T.S. Harris American, b. 1966

In her paintings, T.S. Harris presents a dazzling aqueous vision that merges the past with the present.

Tracey Sylvester Harris mixes the contemporary and the timeless in her large-scale paintings of female sunbathers, citing the bold, sunny light of Edward Hopper and dazzling flat colors of Richard Diebenkorn in a way that not only draws the viewer in closer, but also challenges the viewer to negotiate their gaze in the context of these female subjects. Tempering a sense of nostalgia with a modern approach to composition, Harris aims to remind the viewer that “our own lives are fleeting” and “[to relish] our time in the sun.” Close enough to entice without titillation yet distant enough to create pause, Harris's women have a distinctly magnetic quality that is both predicated on the physical and the psychological.


Aptly called “Sunshine Noir”, T.S. Harris’ paintings speak to the central issues of human existence- desire and loss, impermanence and beauty, and the many dimensions of our connections with others. Inspired by snapshots and film stills from the mid-century, the paintings are colorful yet bittersweet, depicting fleeting moments captured almost a lifetime ago. Suspended in time, Harris’ stylish and elegant cropped figures put on scarlet lipstick, dream by the pool or sit in contemplation. With the context of their actions removed, the women and figures become mysterious; they are alluring not only for their figures, but for the secrets that they hold.





Raised by two professional artists, Harris’ art career began at an early age. Initially showing in her family’s gallery and then branching out into other venues, her work has since been featured in museums and galleries nationwide, book covers and magazines, and the movie, The Face of Love. Harris lives and works in San Luis Obispo.


The Face of Love
The Face of Love stars Annette Bening, Ed Harris, Robin Williams and a surprising costar -15 paintings by Tracey Sylvester Harris (no relation to the actor). Director Arie Posin uses the paintings to illustrate the transformative power of love after devastating loss. After divorce, artist turned art teacher Tom Young (Ed Harris) meets and falls for a widow (Annette Bening) while teaching a class. The relationship inspires him pick up his brushes again and paint amazing, large format figure paintings, created in real life by California artist Tracey Sylvester Harris.

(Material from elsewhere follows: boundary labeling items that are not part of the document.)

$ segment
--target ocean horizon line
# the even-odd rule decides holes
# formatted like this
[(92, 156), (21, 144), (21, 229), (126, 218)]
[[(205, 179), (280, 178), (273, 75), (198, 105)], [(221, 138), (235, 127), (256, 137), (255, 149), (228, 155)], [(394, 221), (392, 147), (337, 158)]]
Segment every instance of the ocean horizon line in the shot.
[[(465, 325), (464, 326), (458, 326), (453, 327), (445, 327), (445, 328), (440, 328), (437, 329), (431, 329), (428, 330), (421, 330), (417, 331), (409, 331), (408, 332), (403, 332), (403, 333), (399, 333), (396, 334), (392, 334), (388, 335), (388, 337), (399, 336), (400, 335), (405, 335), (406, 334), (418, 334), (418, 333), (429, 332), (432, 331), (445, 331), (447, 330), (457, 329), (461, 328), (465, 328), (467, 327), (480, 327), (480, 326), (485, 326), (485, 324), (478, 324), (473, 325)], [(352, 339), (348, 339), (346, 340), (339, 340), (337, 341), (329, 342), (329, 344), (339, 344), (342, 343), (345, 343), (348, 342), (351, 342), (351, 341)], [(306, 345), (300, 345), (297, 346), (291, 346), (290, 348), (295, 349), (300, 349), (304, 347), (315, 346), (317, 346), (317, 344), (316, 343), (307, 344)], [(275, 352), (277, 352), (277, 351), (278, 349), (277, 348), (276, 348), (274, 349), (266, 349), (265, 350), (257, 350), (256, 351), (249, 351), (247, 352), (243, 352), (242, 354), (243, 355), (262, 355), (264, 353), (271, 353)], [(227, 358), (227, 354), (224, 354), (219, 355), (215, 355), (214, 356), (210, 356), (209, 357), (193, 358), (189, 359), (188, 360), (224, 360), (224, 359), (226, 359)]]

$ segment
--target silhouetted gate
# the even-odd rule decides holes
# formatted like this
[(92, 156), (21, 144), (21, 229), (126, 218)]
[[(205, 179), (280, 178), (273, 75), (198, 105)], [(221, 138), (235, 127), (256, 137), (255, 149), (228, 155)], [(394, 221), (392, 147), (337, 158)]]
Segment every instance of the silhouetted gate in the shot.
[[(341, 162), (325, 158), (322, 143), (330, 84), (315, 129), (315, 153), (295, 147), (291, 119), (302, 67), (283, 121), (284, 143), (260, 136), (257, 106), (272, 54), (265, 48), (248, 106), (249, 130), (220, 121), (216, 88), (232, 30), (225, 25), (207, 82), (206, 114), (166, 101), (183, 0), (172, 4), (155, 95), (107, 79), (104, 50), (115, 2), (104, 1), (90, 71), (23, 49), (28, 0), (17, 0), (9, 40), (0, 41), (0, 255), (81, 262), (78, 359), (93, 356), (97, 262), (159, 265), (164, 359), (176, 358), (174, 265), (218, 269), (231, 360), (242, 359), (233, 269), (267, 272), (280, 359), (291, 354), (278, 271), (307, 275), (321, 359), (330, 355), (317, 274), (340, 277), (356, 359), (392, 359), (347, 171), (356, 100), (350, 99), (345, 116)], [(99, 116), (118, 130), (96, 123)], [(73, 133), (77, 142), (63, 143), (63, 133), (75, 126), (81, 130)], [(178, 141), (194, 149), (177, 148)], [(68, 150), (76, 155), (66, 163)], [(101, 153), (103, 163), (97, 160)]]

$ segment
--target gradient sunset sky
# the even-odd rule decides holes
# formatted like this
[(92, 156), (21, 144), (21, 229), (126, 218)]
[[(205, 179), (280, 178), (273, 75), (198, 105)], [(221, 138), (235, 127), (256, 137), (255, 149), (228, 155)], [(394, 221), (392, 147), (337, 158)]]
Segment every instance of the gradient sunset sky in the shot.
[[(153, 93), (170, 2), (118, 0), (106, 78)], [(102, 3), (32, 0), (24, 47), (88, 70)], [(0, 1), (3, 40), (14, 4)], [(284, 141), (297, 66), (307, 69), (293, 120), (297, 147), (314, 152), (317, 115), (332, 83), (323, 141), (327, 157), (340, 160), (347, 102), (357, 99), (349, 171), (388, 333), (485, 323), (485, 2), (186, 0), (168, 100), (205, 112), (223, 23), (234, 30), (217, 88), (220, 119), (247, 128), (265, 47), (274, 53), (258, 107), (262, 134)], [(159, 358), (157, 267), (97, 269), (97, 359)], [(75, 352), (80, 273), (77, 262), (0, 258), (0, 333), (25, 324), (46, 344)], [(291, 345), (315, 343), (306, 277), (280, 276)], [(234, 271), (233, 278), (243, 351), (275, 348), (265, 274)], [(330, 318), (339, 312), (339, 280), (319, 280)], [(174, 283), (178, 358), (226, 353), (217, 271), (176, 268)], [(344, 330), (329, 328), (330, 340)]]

After receiving the call that her work was chosen for the movie and recovering from the initial shock, T. S. Harris says it made perfect sense to her. “I always pictured my alter ego in the studio as a serious bad ass. Ed Harris is brilliant casting in my mind!” she replied. Tom Denolf, the co-producer whose daunting task it was to find the artwork to match the character of Tom Young (Ed Harris), scoured hundreds of LA galleries in search of work that would meet the script criteria, namely that the paintings be figurative, large, painterly, reminiscent of Eric Fischl, but with a Southern California vibe. Hundreds of galleries, dozens of meetings, and three weeks later, T. S. Harris got the voice mail she still has on her machine, “You're it! We're looking forward to working with you!”